Antimicrobial susceptibility testing
Antimicrobial susceptibility testing was performed using modified Kirby-Bauer disk diffusion according to the Clinical and Laboratory Standards Institute (CLSI), guideline .Bacterial isolates were tested for commonly used antibiotics including: amoxicillin-clavulanic acid (AMC, 30mcg), ampicillin (AMP, 10mcg), ceftriaxone (CTR, 30mcg), ciprofloxacin (CIP, 5mcg), chloramphenicol (C, 30mcg), gentamicin (GEN, 10mcg) and tetracycline (TE, 30mcg), cefoxitin (CX, 30mcg), erythromycin (E, 15mcg), penicillin G (P, 10units), amikacin (AK, 30mcg), cefotaxime (CTX, 30mcg), nalidixic acid (NA, 30mcg) (HIMEDIA, Company).
Data were entered into Microsoft Excel. Data were imported and analyzed using Statistical Package for Social Sciences (SPSS) software version 21.0. Descriptive statistics were computed and results were summarized by using tables.

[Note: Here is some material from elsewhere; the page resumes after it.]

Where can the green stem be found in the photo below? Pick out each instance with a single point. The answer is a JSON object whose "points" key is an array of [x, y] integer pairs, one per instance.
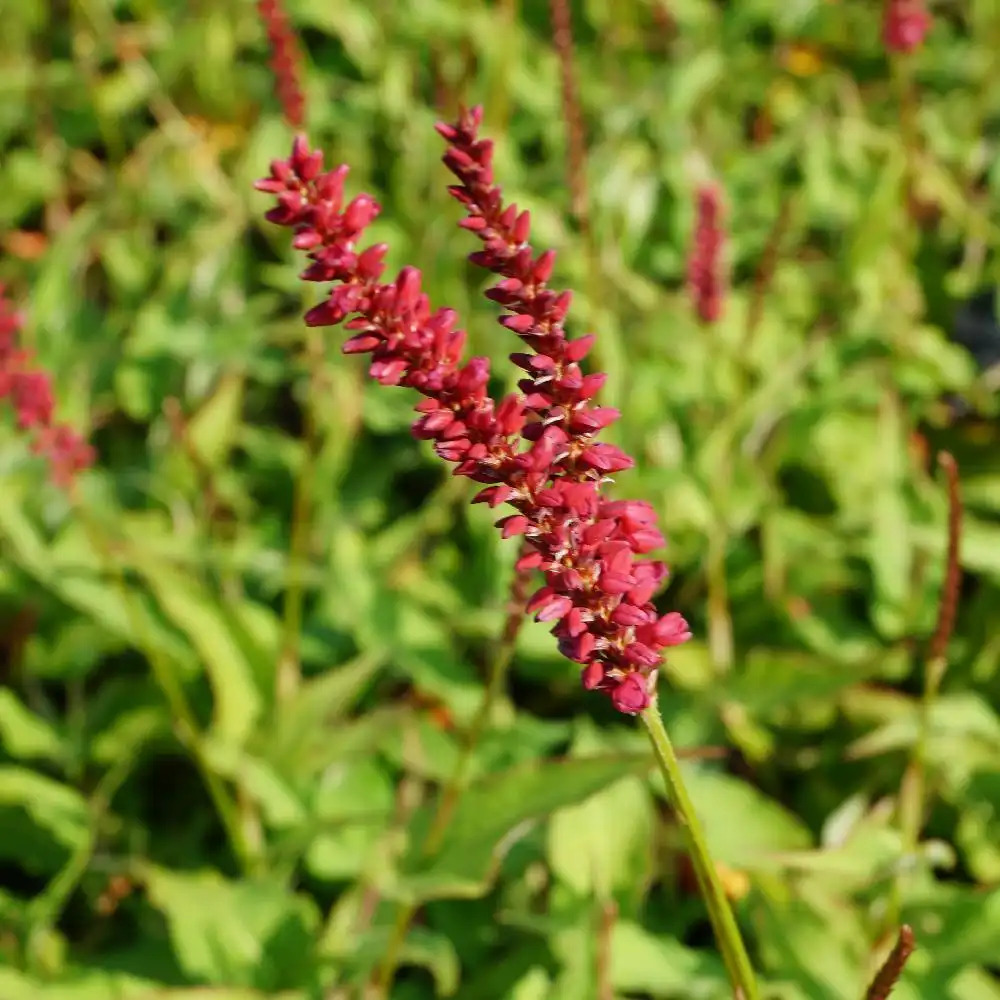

Aseptic techniques were used in all the steps of specimen collection and inoculation to minimize contamination. Specimens were collected in the presence of sprit lamp to prevent bacterial contamination from air. Reagents and antimicrobial discs were checked for expiry date. Sterility of culture media was carried out by incubating 5% of the prepared media prior to inoculation. Escherichia coli (ATCC 25922), Staphylococcus aureus (ATCC 25923) and Pseudomonas aeruginosa (ATCC 27853) reference strains were used to control the performance of culture media and antibiotic discs. All results were checked accuracy and cleaned after entering to SPSS.
Non-critical medical equipment: is equipment used for the diagnosis and management of the patient in ICU such as Sphygmomanometer, stethoscope, and thermometer.
The inanimate surface is a surface of the material used in ICU during providing patient care such as bedside tables, mattress, computers, and computer standing tables.